Domaine Elodie Jaume
Châteauneuf-du-Pape, Southern Rhône, France
Change was afoot at Domaine des Chanssaud when the young Elodie Jaume took charge in 2023 as the first woman head of the estate since its establishment in 1826. Elodie had already been the winemaker for her family’s domaine for many years prior, so this shift did not necessarily involve a stylistic change in the wines. However she changed the name of the estate to the eponymous Domaine Elodie Jaume, an event that marked the start of a new image, new ideas, and a renewed energy in the vines and in the cellar.
The soils and vineyards here have been farmed organically since 1996, with the winery becoming fully certified organic in 2012. Elodie began the conversion to biodynamic in 2017 which she has since completed on the entirety of the estate. She works the vineyards by horse, uses sheep to graze, keeps bees, and has been reintroducing native shrubs and plants to restore some much-needed biodiversity to what has become a heavily monocultural landscape in this region of the Rhône.

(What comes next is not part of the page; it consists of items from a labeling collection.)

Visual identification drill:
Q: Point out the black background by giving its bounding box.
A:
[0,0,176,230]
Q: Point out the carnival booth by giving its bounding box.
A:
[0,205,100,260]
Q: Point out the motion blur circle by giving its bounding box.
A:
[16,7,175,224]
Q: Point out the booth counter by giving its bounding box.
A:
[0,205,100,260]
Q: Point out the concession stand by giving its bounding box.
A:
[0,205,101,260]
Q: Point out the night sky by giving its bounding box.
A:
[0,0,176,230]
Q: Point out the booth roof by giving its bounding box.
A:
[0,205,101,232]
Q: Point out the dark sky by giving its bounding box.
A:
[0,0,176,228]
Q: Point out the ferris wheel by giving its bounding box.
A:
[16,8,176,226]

Her ‘house’ style puts a key focus on fruit purity, using essentially no wood at all, and instead favouring large traditional concrete tanks for almost the entire range, as well as the limited use of amphorae and concrete eggs. It is how her father and grandfather used to traditionally vinify their wines and it remains the preference today. This ensures the maximum expression of these very old vineyards, for the most part averaging 70-80 years old (with the oldest vines pushing 100 years old).

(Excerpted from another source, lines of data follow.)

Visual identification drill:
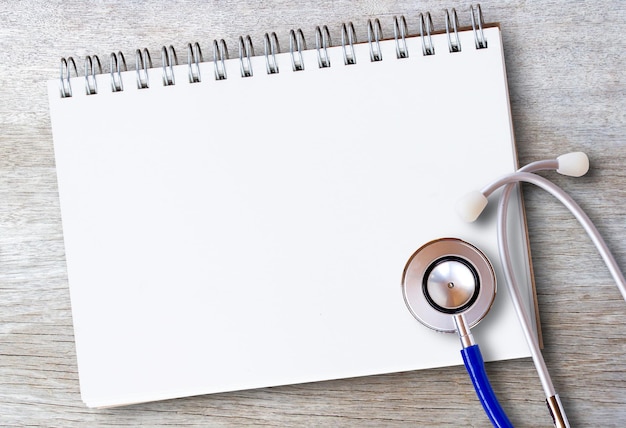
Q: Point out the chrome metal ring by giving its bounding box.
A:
[239,36,254,77]
[135,49,152,89]
[393,15,409,58]
[187,42,202,83]
[109,52,128,92]
[420,12,435,55]
[161,45,178,86]
[213,39,228,80]
[341,22,357,65]
[367,18,383,62]
[289,28,306,71]
[85,55,102,95]
[402,238,496,333]
[315,25,332,68]
[470,4,487,49]
[446,8,461,52]
[59,56,78,98]
[263,33,280,74]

In recent years this northern part of the appellation has become more sought after for its slightly cooler sites, and its sandy soils that produce more refined and less concentrated expressions of the dominant Grenache and its typical ‘vinemates’ Carignan, Syrah, and Mourvedre amongst others.
In a region as traditional as Châteauneuf-du-Pape, Elodie is a real breath of fresh air. Her delicate touch in the vines and in the cellar has been slowly redefining the character and ultimately the potential of the appellation’s future. In the process she is also re-writing the story of her family domaine after nearly a century.